Gertrude Stein and Charles Bernstein


This week, I decided I needed some help from patriarchal poetry experts to try to gain insight into what Stein was doing in “Patriarchal Poetry.” Criticism helped quite a bit, which may or may not make Stein roll in her grave. When I went back to the poem for closer examination, I realized how it constantly called me to question my own expectations when approaching a text. In a more general sense, how do I expect words to function when they are combined with other words? To give a partial answer, I guess I expect words to function differently than they do in “Patriarchal Poetry.”

For me, words usually require other words to “mean” something, which I think suggests a direct relation to Stein’s project. “Patriarchal Poetry” is preoccupied with the way “meaning” is constructed in everyday speech. Stein subverts my expectations by experimenting with word combinations that only appear to take me further down the black hole of language… how do I read “Patriarchal Poetry” without asking the No-No Question (what the heck does it mean)? To use an example, Stein’s use of repetition does not do what I expect it do. I want to find the poem’s use of repetition so I can point to emphatic moments. Usually, this is where “meaning” is pronounced. Instead, when I read a line like: “Made a mark remarkable made a remarkable interpretation made a remarkable made a remarkable made a remarkable interpretation,” the word remarkable is now anything but remarkable. In fact, its repetition seems to have emptied it of meaning completely. I think this is Stein’s point.

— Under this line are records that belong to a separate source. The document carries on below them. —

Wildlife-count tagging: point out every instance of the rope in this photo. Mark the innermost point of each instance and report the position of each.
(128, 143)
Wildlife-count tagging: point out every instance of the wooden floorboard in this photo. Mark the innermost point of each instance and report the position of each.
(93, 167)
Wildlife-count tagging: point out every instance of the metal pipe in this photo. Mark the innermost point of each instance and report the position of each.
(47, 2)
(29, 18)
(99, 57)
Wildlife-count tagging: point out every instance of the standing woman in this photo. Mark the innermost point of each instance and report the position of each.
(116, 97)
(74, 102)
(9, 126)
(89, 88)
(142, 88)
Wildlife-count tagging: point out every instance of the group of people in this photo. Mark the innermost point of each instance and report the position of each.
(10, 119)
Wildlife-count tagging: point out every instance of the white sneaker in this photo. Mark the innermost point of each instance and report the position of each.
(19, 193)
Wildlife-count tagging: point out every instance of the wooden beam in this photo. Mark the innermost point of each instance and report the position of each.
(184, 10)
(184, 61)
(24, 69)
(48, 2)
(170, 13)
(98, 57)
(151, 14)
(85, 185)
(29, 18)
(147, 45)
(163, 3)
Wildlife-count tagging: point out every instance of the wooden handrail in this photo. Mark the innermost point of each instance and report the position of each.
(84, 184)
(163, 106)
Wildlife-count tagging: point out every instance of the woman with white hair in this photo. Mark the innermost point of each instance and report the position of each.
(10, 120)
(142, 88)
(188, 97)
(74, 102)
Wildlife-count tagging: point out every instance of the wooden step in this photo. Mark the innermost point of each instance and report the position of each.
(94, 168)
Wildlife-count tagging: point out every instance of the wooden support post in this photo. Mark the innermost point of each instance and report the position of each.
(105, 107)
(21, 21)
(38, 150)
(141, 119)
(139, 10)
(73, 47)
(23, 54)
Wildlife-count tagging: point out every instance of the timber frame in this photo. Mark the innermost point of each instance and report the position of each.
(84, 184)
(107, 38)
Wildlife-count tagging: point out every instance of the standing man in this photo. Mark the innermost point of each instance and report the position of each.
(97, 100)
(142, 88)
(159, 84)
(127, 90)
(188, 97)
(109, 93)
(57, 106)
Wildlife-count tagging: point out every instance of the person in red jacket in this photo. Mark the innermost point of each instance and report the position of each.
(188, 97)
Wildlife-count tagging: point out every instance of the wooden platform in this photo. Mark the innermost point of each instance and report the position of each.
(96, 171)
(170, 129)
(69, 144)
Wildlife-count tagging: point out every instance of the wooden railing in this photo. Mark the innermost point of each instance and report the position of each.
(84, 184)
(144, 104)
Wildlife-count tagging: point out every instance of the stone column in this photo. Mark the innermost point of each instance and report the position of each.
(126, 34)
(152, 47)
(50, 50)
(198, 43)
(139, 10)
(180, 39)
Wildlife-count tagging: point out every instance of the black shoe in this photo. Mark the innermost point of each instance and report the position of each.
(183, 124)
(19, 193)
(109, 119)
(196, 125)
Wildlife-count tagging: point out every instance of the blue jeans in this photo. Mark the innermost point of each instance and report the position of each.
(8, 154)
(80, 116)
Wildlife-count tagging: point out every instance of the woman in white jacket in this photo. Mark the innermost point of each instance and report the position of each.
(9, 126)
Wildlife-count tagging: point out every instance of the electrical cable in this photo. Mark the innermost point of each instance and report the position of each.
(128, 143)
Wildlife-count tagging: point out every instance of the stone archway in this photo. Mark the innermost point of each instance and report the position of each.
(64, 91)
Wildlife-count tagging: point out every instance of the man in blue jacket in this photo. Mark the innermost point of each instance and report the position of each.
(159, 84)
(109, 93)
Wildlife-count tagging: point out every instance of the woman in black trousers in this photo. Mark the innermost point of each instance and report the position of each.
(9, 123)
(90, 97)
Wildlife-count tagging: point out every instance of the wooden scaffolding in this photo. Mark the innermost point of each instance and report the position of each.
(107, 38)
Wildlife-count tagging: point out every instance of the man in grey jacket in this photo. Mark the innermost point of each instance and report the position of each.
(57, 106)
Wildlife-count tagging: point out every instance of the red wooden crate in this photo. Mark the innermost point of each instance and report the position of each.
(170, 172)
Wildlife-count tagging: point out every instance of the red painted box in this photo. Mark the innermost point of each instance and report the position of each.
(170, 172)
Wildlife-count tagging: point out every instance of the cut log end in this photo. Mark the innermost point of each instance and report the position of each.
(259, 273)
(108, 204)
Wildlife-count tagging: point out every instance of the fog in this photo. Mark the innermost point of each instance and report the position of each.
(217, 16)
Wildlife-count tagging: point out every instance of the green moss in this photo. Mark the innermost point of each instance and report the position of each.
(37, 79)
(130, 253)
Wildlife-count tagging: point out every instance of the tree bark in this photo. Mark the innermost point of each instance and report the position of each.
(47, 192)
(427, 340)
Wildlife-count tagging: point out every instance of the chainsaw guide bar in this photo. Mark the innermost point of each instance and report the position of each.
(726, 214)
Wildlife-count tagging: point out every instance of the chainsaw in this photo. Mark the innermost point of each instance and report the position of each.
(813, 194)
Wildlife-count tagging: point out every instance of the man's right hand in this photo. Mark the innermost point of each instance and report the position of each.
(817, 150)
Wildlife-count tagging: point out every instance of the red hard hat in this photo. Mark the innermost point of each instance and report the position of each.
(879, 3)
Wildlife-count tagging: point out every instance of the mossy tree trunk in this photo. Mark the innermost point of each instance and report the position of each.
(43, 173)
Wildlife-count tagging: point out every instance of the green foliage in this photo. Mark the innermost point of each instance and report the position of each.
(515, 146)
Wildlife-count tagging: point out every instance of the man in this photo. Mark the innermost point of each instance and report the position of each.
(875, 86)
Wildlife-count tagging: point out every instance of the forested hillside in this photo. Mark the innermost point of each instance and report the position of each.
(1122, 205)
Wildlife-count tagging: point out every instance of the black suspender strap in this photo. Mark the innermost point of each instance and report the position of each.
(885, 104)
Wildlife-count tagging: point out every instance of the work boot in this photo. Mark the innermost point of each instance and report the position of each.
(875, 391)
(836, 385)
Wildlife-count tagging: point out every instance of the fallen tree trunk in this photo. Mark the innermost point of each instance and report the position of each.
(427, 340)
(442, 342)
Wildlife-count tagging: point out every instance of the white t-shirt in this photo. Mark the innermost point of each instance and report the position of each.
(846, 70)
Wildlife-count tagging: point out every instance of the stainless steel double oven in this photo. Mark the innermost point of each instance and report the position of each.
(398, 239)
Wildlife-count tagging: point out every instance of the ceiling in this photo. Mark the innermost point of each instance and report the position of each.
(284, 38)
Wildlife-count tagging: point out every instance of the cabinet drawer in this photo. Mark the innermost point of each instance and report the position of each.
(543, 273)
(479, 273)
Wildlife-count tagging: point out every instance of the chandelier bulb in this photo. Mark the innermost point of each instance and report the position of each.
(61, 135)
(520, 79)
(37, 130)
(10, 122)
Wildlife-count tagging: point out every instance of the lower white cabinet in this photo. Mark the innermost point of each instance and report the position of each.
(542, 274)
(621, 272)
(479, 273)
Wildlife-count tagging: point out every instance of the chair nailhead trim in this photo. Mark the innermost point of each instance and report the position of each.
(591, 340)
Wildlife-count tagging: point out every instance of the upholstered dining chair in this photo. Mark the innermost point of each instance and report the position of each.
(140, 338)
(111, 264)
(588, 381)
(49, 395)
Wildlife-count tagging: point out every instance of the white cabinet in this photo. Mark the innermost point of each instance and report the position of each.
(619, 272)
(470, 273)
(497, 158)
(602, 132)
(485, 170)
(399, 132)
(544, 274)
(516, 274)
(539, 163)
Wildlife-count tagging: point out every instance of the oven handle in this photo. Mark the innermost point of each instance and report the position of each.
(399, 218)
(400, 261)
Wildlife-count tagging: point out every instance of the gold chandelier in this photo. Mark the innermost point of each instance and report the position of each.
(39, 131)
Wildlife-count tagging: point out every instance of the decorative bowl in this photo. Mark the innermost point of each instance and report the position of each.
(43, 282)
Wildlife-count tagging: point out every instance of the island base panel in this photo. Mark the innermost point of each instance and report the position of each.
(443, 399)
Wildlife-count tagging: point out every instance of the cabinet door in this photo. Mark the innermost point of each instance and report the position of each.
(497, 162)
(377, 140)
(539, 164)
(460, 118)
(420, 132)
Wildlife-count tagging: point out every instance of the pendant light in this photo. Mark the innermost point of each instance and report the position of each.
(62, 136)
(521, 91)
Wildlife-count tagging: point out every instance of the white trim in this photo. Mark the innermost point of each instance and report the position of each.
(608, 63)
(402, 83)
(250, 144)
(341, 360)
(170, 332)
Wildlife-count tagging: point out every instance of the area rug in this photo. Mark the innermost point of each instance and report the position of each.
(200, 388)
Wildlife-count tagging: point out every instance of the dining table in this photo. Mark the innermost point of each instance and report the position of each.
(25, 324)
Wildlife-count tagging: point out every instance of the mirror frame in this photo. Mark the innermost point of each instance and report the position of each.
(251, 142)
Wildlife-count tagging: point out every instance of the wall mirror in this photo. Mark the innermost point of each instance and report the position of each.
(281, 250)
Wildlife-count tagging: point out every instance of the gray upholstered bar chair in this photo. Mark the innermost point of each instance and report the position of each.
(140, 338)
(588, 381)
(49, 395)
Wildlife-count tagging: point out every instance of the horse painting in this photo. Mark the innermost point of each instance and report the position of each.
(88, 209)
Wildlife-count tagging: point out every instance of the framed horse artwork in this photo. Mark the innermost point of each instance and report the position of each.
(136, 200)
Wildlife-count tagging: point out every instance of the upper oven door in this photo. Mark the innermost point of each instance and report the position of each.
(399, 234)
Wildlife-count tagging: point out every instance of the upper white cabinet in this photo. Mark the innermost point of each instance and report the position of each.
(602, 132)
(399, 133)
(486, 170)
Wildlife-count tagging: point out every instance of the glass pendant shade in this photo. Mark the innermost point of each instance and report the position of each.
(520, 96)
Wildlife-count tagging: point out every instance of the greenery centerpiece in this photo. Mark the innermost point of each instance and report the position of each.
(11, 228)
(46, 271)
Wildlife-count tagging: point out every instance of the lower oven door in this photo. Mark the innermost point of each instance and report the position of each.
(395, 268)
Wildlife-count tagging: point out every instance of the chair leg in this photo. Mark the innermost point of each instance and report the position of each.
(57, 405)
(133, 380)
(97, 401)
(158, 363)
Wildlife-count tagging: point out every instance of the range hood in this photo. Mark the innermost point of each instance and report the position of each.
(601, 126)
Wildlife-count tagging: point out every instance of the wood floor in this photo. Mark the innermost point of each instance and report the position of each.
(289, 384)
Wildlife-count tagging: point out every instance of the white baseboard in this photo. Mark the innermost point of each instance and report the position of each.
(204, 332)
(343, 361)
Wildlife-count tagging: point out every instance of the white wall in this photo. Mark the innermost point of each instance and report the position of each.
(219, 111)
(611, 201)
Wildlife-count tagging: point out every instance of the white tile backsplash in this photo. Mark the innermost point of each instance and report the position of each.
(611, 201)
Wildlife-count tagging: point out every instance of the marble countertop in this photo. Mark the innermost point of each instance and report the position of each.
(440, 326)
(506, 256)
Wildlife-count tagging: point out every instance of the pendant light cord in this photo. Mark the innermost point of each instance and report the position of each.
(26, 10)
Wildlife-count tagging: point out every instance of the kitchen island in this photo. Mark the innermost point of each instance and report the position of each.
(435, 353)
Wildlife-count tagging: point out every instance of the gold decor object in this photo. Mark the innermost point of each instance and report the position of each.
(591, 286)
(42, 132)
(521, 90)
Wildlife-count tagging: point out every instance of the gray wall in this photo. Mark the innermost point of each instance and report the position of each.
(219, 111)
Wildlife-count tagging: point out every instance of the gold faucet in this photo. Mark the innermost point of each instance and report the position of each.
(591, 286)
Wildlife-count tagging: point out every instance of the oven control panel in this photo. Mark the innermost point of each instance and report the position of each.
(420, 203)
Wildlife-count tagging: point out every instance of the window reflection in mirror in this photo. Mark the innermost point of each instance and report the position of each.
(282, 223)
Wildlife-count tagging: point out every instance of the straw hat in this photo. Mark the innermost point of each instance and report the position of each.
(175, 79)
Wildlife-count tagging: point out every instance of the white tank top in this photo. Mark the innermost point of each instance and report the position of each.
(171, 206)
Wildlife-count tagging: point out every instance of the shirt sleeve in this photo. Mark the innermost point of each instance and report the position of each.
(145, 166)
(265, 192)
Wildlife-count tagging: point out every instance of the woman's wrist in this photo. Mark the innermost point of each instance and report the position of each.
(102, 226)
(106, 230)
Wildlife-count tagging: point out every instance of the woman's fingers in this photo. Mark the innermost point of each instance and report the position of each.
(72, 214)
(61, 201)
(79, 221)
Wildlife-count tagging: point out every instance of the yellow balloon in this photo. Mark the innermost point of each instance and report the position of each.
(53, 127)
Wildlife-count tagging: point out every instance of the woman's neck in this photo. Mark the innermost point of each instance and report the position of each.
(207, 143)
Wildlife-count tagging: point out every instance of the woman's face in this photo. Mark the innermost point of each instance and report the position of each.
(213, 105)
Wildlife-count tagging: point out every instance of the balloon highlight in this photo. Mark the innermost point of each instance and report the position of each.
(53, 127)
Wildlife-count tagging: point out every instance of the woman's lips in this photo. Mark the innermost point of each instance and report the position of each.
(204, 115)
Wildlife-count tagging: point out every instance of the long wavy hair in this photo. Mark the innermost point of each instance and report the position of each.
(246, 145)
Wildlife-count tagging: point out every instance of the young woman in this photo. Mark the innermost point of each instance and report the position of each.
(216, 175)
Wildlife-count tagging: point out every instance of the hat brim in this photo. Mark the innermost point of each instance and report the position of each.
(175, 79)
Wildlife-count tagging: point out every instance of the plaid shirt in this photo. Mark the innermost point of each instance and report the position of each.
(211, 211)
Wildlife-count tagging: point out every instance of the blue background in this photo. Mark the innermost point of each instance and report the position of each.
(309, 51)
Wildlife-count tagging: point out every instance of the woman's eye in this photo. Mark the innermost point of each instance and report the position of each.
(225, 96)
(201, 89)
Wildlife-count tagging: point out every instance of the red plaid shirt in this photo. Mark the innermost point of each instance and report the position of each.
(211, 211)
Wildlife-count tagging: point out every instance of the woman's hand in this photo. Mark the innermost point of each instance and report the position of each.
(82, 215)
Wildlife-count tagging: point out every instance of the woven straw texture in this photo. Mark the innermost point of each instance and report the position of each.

I’d say more but I must now compare her to a contemporary poet, because I’m getting a bit wordy myself.

Charles Bernstein also likes to play with language, and he also uses repetition in the poem “Before You Go.” In his poem, the repeated phrase calls attention to itself rhythmically, appearing at the end of each line. Alongside different words, each line’s repetition of “before you go” suggests a different meaning. Towards the end of the poem, Bernstein removes one letter at the end of the phrase in each successive line:

Devil’s grail, face of fate, before you go.
Suspended de-animation, recalcitrant fright, before you g
Everything so goddamn slow, before you
Take me now, I’m feelin’ low, before yo
Just let me unhitch this tow, before y
One more stitch still to sew, before
Calculus hidden deep in snow, befor
Can’t hear, don’t say, befo
Lie still, who sings this song, bef
A token, a throw, a truculent pen, be
Don’t know much, but that I do, b
Two lane blacktop, undulating light

The poem's very last line is the only one without any remnant of the repeated phrase “before you go,” and the lines leading up to the end delineate its erasure. This was kind of cool, because the phrase was still reverberating in my head even though it wasn’t there any more.